The salient points to note as regards EMI are as follows.
• EMI will permit the grant of tax favoured options to eligible employees by “qualifying companies”.
• A company will qualify if it satisfies the following conditions:
it is not under “control” of another company, or another company and persons connected with that company, at the time of grant – note that this test can be breached if the company has, say, one minority corporate shareholder which, with one or more other shareholders, “acts together to secure or exercise” ‘de facto’ control of the company;
it does not have “gross assets” at the time of grant of the options of more than £30 million;
it is a company carrying on or intending to carry on a trade which is not an excluded trading activity or is the holding company of a trading group which satisfies the various conditions; and
the qualifying trade must be carried on wholly or mainly in the UK.
• Excluded trades consist broadly of dealing in land or financial instruments, dealing in goods other than for wholesale or retail distribution, banking and finance, leasing or receiving royalties or licence fees (unless they are attributable to the exploitation of intellectual property created by the company), legal and accountancy services, property development, farming, forestry, hotels, nursing homes or the provision of facilities for other business.
• An employee will be “eligible” to be granted an EMI option provided he, together with his associates, does not control 30% or more of the ordinary share capital of the company and (in the case of close companies) is not entitled to more than 30% of the assets of the company on a winding-up. The employee must also be employed by the company or group for a least 25 hours a week, or, if less, for at least 75% of his working time. Time spent not working due to injury, ill-health, disability, pregnancy, childbirth, maternity / paternity leave, reasonable holiday entitlement and garden leave is included as committed working time for these purposes.
• Each eligible employee may be granted EMI options over up to £100,000 worth of shares (valued as at the date of grant).
• There is no tax charge on the grant, or on the exercise of the option (unless the option exercise price is less than market value as at the date of grant, in which case there is an income tax charge at the time of exercise on the difference between the market value on grant the exercise price).

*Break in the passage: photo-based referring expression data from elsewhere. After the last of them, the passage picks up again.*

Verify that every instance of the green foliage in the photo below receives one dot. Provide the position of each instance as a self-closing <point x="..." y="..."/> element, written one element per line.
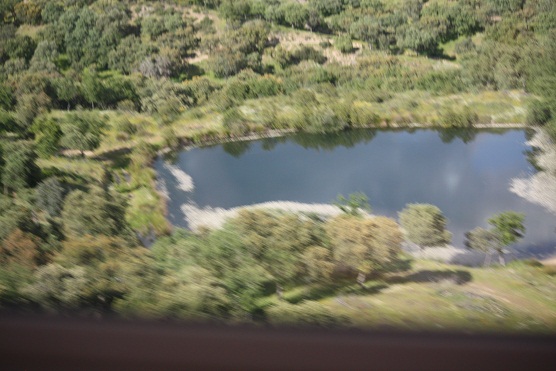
<point x="508" y="227"/>
<point x="20" y="47"/>
<point x="463" y="118"/>
<point x="93" y="213"/>
<point x="82" y="131"/>
<point x="50" y="196"/>
<point x="482" y="240"/>
<point x="424" y="225"/>
<point x="19" y="170"/>
<point x="306" y="314"/>
<point x="354" y="204"/>
<point x="365" y="245"/>
<point x="234" y="122"/>
<point x="344" y="44"/>
<point x="539" y="113"/>
<point x="47" y="136"/>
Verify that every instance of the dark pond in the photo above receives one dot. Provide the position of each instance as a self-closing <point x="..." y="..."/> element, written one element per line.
<point x="466" y="174"/>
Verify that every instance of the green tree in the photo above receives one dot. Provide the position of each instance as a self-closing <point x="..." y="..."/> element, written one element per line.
<point x="20" y="170"/>
<point x="365" y="245"/>
<point x="482" y="240"/>
<point x="276" y="242"/>
<point x="47" y="136"/>
<point x="318" y="263"/>
<point x="82" y="131"/>
<point x="91" y="87"/>
<point x="50" y="196"/>
<point x="57" y="288"/>
<point x="21" y="248"/>
<point x="94" y="213"/>
<point x="508" y="228"/>
<point x="424" y="225"/>
<point x="193" y="293"/>
<point x="295" y="14"/>
<point x="235" y="10"/>
<point x="67" y="90"/>
<point x="20" y="47"/>
<point x="355" y="204"/>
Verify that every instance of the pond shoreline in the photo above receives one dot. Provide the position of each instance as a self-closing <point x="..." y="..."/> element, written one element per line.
<point x="278" y="133"/>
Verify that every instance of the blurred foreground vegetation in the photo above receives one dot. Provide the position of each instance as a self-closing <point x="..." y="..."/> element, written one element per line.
<point x="90" y="91"/>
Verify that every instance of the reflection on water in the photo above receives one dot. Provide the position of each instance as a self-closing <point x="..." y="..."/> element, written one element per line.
<point x="465" y="173"/>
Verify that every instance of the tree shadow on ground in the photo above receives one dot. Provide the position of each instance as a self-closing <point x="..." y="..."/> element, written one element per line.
<point x="425" y="276"/>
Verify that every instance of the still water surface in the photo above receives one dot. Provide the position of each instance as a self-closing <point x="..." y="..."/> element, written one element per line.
<point x="466" y="174"/>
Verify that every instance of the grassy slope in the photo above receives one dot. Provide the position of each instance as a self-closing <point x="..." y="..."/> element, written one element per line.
<point x="146" y="207"/>
<point x="518" y="298"/>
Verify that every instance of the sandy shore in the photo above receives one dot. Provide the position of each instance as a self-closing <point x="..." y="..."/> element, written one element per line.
<point x="540" y="188"/>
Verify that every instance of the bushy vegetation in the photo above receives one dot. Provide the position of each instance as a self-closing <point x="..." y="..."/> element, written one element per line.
<point x="425" y="225"/>
<point x="91" y="90"/>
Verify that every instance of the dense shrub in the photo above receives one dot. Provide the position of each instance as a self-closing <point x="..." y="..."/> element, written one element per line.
<point x="539" y="113"/>
<point x="424" y="225"/>
<point x="458" y="118"/>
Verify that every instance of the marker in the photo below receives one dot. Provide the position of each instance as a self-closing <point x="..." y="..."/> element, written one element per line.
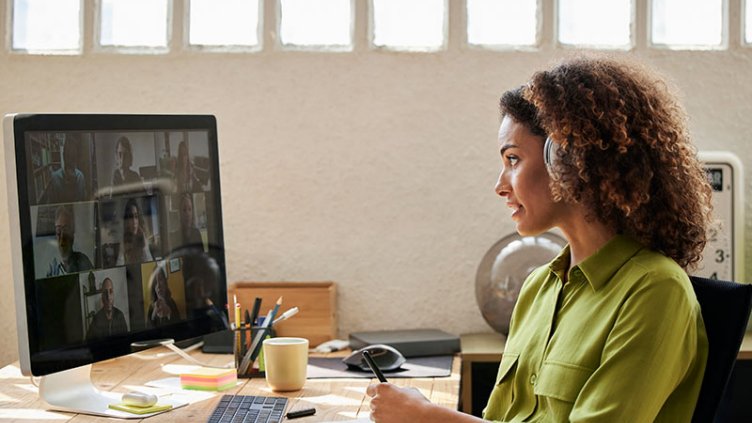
<point x="286" y="315"/>
<point x="374" y="368"/>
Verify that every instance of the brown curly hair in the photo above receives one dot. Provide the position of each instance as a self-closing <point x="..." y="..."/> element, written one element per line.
<point x="625" y="153"/>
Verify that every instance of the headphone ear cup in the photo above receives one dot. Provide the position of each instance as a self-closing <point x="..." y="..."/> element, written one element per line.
<point x="549" y="154"/>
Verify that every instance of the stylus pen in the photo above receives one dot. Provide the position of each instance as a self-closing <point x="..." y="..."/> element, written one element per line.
<point x="374" y="368"/>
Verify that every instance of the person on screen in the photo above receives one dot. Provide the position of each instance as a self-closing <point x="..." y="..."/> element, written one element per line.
<point x="187" y="233"/>
<point x="123" y="175"/>
<point x="109" y="320"/>
<point x="186" y="178"/>
<point x="68" y="260"/>
<point x="610" y="330"/>
<point x="135" y="245"/>
<point x="163" y="308"/>
<point x="68" y="184"/>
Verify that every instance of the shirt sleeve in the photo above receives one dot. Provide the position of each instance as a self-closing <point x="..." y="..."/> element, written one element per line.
<point x="650" y="350"/>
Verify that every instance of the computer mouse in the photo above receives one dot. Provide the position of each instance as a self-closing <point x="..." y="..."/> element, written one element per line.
<point x="386" y="357"/>
<point x="139" y="399"/>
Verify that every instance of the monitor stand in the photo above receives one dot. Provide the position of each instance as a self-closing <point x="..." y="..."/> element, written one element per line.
<point x="72" y="391"/>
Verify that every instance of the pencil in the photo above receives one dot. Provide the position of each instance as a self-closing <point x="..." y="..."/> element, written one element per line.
<point x="374" y="368"/>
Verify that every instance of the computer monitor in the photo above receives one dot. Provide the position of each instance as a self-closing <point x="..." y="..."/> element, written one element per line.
<point x="116" y="238"/>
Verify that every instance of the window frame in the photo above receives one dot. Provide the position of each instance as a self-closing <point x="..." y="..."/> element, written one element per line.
<point x="407" y="49"/>
<point x="234" y="48"/>
<point x="134" y="50"/>
<point x="630" y="46"/>
<point x="536" y="46"/>
<point x="723" y="46"/>
<point x="329" y="48"/>
<point x="9" y="25"/>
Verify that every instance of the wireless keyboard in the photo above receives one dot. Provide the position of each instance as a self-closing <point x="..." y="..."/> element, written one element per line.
<point x="249" y="408"/>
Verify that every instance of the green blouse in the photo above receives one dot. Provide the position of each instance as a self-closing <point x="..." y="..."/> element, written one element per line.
<point x="622" y="340"/>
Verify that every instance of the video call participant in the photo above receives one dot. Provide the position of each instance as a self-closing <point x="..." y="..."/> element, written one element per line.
<point x="186" y="178"/>
<point x="68" y="260"/>
<point x="109" y="320"/>
<point x="610" y="330"/>
<point x="135" y="245"/>
<point x="187" y="233"/>
<point x="67" y="184"/>
<point x="163" y="308"/>
<point x="123" y="175"/>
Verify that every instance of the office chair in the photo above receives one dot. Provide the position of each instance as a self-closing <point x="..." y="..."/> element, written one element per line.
<point x="725" y="308"/>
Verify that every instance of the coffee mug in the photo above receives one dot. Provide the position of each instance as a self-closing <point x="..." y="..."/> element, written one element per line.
<point x="286" y="362"/>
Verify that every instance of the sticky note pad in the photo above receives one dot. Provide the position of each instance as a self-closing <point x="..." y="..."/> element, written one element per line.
<point x="140" y="410"/>
<point x="208" y="379"/>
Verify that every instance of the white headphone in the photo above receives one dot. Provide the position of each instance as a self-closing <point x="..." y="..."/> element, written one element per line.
<point x="550" y="149"/>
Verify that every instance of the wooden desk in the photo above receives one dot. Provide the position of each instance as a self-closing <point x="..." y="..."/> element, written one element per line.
<point x="334" y="399"/>
<point x="486" y="348"/>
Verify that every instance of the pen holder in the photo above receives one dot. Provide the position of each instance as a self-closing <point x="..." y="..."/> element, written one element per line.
<point x="249" y="356"/>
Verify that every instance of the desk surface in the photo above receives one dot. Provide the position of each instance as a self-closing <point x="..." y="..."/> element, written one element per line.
<point x="334" y="399"/>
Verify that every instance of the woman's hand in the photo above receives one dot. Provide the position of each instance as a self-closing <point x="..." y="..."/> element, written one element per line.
<point x="392" y="404"/>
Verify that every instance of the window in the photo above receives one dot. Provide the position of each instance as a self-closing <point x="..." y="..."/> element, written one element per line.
<point x="597" y="23"/>
<point x="502" y="22"/>
<point x="133" y="23"/>
<point x="316" y="23"/>
<point x="417" y="25"/>
<point x="687" y="23"/>
<point x="47" y="26"/>
<point x="224" y="23"/>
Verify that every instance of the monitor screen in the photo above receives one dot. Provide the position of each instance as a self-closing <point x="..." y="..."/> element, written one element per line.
<point x="116" y="231"/>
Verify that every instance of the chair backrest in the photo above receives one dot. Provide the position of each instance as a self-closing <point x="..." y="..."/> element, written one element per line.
<point x="725" y="309"/>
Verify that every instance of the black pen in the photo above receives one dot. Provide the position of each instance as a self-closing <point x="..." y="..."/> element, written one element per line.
<point x="374" y="368"/>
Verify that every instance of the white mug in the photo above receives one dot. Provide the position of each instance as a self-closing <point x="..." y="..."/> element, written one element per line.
<point x="285" y="363"/>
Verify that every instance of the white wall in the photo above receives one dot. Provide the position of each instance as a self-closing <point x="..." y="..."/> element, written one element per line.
<point x="371" y="169"/>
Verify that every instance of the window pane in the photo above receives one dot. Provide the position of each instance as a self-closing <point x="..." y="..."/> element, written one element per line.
<point x="748" y="21"/>
<point x="316" y="22"/>
<point x="47" y="25"/>
<point x="501" y="22"/>
<point x="133" y="23"/>
<point x="224" y="22"/>
<point x="409" y="25"/>
<point x="595" y="22"/>
<point x="688" y="22"/>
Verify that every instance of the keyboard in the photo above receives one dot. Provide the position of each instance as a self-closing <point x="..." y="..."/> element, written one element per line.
<point x="249" y="409"/>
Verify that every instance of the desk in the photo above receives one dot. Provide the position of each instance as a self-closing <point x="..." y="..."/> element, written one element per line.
<point x="334" y="399"/>
<point x="482" y="352"/>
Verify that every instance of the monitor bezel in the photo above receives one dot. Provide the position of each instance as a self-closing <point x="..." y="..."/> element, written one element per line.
<point x="36" y="362"/>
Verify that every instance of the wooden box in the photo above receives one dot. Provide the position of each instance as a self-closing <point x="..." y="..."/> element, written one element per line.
<point x="316" y="320"/>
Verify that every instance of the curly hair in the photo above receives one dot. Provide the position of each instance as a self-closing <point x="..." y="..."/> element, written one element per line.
<point x="625" y="153"/>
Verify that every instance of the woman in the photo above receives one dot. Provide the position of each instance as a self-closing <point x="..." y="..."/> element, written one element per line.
<point x="187" y="180"/>
<point x="135" y="245"/>
<point x="610" y="330"/>
<point x="124" y="160"/>
<point x="162" y="309"/>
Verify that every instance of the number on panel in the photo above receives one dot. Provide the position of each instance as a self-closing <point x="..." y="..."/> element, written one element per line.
<point x="133" y="23"/>
<point x="47" y="26"/>
<point x="502" y="22"/>
<point x="687" y="23"/>
<point x="316" y="22"/>
<point x="224" y="23"/>
<point x="605" y="24"/>
<point x="409" y="25"/>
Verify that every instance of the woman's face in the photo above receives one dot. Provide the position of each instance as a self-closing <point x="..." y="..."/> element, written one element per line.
<point x="523" y="180"/>
<point x="121" y="156"/>
<point x="131" y="220"/>
<point x="161" y="288"/>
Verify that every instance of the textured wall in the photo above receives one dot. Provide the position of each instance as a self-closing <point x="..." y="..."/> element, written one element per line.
<point x="371" y="169"/>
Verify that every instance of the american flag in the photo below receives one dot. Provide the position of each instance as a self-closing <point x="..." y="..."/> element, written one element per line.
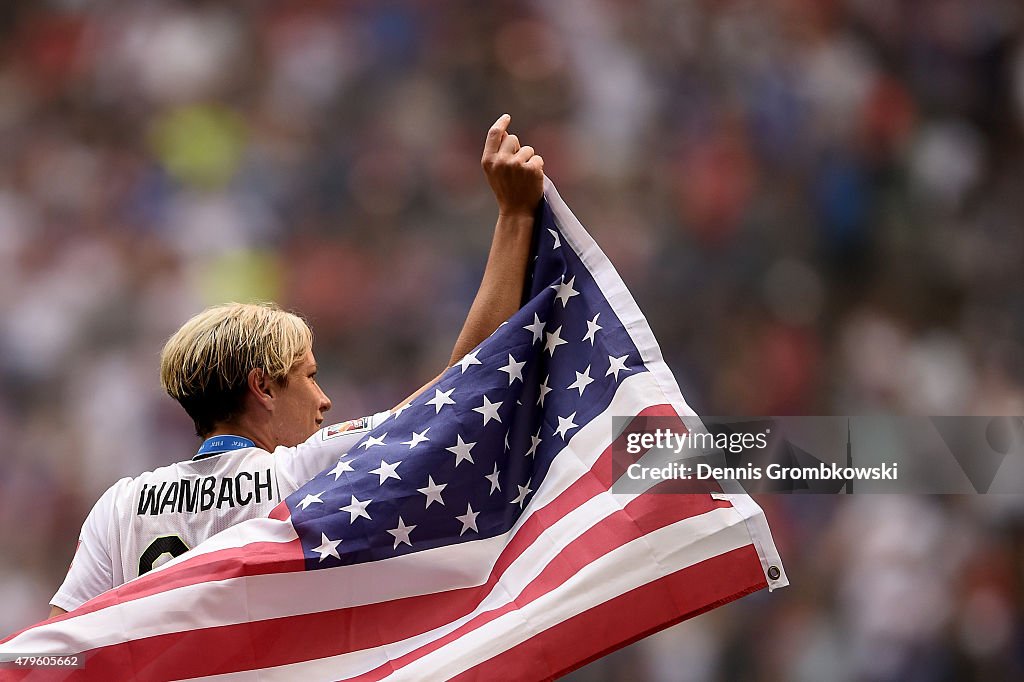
<point x="472" y="536"/>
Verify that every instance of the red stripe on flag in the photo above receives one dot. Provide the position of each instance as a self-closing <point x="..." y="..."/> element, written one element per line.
<point x="281" y="641"/>
<point x="599" y="631"/>
<point x="643" y="515"/>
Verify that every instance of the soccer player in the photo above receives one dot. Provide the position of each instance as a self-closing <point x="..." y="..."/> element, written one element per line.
<point x="247" y="376"/>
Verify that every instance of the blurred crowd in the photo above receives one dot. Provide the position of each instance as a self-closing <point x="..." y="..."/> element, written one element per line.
<point x="817" y="204"/>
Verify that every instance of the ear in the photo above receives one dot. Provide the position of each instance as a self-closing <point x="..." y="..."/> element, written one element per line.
<point x="260" y="388"/>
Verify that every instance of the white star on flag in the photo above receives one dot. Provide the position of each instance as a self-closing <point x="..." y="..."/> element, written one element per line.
<point x="401" y="534"/>
<point x="340" y="468"/>
<point x="592" y="329"/>
<point x="537" y="328"/>
<point x="544" y="391"/>
<point x="553" y="341"/>
<point x="328" y="547"/>
<point x="493" y="477"/>
<point x="432" y="491"/>
<point x="356" y="508"/>
<point x="310" y="500"/>
<point x="417" y="438"/>
<point x="523" y="492"/>
<point x="489" y="411"/>
<point x="564" y="424"/>
<point x="468" y="519"/>
<point x="583" y="380"/>
<point x="375" y="440"/>
<point x="386" y="471"/>
<point x="564" y="291"/>
<point x="468" y="359"/>
<point x="513" y="369"/>
<point x="440" y="399"/>
<point x="536" y="438"/>
<point x="462" y="451"/>
<point x="558" y="242"/>
<point x="616" y="365"/>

• For capital gains tax purposes the employee is treated as having acquired the shares at the date of grant of the option so that taper relief, which effectively reduces the gain which is charged to tax according to the length of time the asset has been held, is available from that date. Thus, CGT will be payable on 50% of the gain after one year and 25% after two years effectively bringing the rate for a higher rate tax payer down from 40% to 20% and 10% respectively.
• No national insurance contributions will be payable provided options are capable of being exercised and are in fact exercised within ten years of the date of grant.
• No advance Inland Revenue approval is necessary. It is possible to seek advance assurance from the Inland Revenue that the company is (on the basis of information supplied) a qualifying company. Advance assurance is not available in relation to other matters, such as whether the individual is an eligible employee.
There is, however, a notification procedure and the option will not qualify unless this is complied with. The company must notify the Inland Revenue of the grant of the option within 92 days and supply certain other information. The notification must include a declaration as to its accuracy from the company secretary or one of the company’s directors and a declaration from the employee concerning the working time condition. The Inland Revenue then has 12 months from the end of the 92 day period to make enquiries. Once the enquiry is completed the Inland Revenue must issue a “closure notice”. If this is negative the company or the employee can appeal against the decision within 30 days.
An option can cease to be qualifying if any one of certain disqualifying events occur, such as the company becoming a subsidiary of another company or otherwise coming under the control of another company or the company ceasing to meet the qualifying trade requirement. Where a disqualifying event occurs and the option is not exercised within 40 days of the event an income tax charge arises on exercise based on the increase in value following the disqualifying event. Also, taper relief is restricted.